De loopbaanvoorwaarden voor uitzonderingen voor zeer lange loopbanen worden opgetrokken om in 2019 nog op 60 of 61 jaar met pensioen te kunnen gaan. De loopbaanvoorwaarde bedraagt vanaf 2017, 43 jaar om op 60 jaar met pensioen te gaan en 42 jaar om op 61 jaar met pensioen te gaan.
De loopbaanvoorwaarde bedraagt vanaf 2019 44 jaar om op 60 jaar met pensioen te gaan en 43 jaar om op 61 jaar met pensioen te gaan.
Overgangsperiodes Wie vóór eind 2016 aan de voorwaarden voldoet om op vervroegd pensioen te vertrekken, behoudt deze voorwaarden ongeacht de latere werkelijke ingangsdatum van zijn pensioen.
De overgangsmaatregelen van de pensioenhervorming van 2011 blijven gelden.
Voor de nieuwe hervormingen zal gelden: wie in 2016 net niet aan de loopbaan- en leeftijdsvoorwaarden voldoet, 58 jaar is en onder de oude regeling op één, twee of drie jaar van zijn
vervroegd pensioen stond, zou onder de nieuwe regeling in een aantal gevallen drie, vier of vijf jaar langer moeten werken dan voorzien. Daarom is bij wijze van overgangsregeling voorzien dat het aantal bijkomend te werken jaren beperkt is tot twee. Voor personen die in 2016 59 jaar of ouder zijn en zich in dezelfde situatie bevinden, zal het aantal bijkomend te werken jaren beperkt zijn tot één.

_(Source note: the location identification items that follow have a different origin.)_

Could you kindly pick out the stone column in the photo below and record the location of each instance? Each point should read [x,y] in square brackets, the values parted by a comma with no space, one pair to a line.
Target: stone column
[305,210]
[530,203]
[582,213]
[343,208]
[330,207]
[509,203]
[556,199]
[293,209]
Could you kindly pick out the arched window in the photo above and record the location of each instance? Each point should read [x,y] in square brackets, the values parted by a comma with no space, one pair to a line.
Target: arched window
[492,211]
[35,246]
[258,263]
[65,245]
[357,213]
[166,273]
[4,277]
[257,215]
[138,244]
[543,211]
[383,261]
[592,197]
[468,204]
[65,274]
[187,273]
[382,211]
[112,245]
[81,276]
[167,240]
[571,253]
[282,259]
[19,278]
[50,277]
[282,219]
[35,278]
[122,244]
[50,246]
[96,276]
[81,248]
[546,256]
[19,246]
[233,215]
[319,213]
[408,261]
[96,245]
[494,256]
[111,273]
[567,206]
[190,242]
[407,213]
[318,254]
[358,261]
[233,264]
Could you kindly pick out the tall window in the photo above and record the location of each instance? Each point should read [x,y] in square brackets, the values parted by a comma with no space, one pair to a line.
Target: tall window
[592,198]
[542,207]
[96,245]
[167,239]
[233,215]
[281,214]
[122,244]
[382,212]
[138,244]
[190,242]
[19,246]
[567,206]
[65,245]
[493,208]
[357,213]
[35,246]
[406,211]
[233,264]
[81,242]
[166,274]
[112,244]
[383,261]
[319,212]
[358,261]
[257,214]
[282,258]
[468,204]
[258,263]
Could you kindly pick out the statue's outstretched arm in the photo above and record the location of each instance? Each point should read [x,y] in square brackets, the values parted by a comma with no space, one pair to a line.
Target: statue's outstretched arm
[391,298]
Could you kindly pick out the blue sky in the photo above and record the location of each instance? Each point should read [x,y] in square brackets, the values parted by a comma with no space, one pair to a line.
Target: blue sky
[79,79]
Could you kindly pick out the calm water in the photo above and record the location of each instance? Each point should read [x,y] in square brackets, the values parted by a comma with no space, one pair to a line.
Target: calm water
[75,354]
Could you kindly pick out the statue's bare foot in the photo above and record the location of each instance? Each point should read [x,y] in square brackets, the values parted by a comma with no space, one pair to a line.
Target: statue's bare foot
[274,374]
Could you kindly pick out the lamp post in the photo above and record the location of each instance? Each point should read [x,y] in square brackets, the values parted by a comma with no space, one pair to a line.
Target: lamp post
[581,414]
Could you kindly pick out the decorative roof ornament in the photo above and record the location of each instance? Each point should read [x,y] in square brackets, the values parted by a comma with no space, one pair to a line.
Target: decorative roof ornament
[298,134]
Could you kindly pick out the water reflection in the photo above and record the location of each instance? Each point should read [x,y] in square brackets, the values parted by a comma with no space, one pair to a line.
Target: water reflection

In overleg met de sociale partners zullen de begeleidende overgangsmaatregelen van de pensioenhervorming van 2011 op gelijkaardige wijze opnieuw geïmplementeerd worden.
Deze inlichtingen zijn louter informatief en onder alle voorbehoud. Er kunnen geen rechten aan verbonden worden.
Groetjes,
Thieu Rutten
pensioendeskundige.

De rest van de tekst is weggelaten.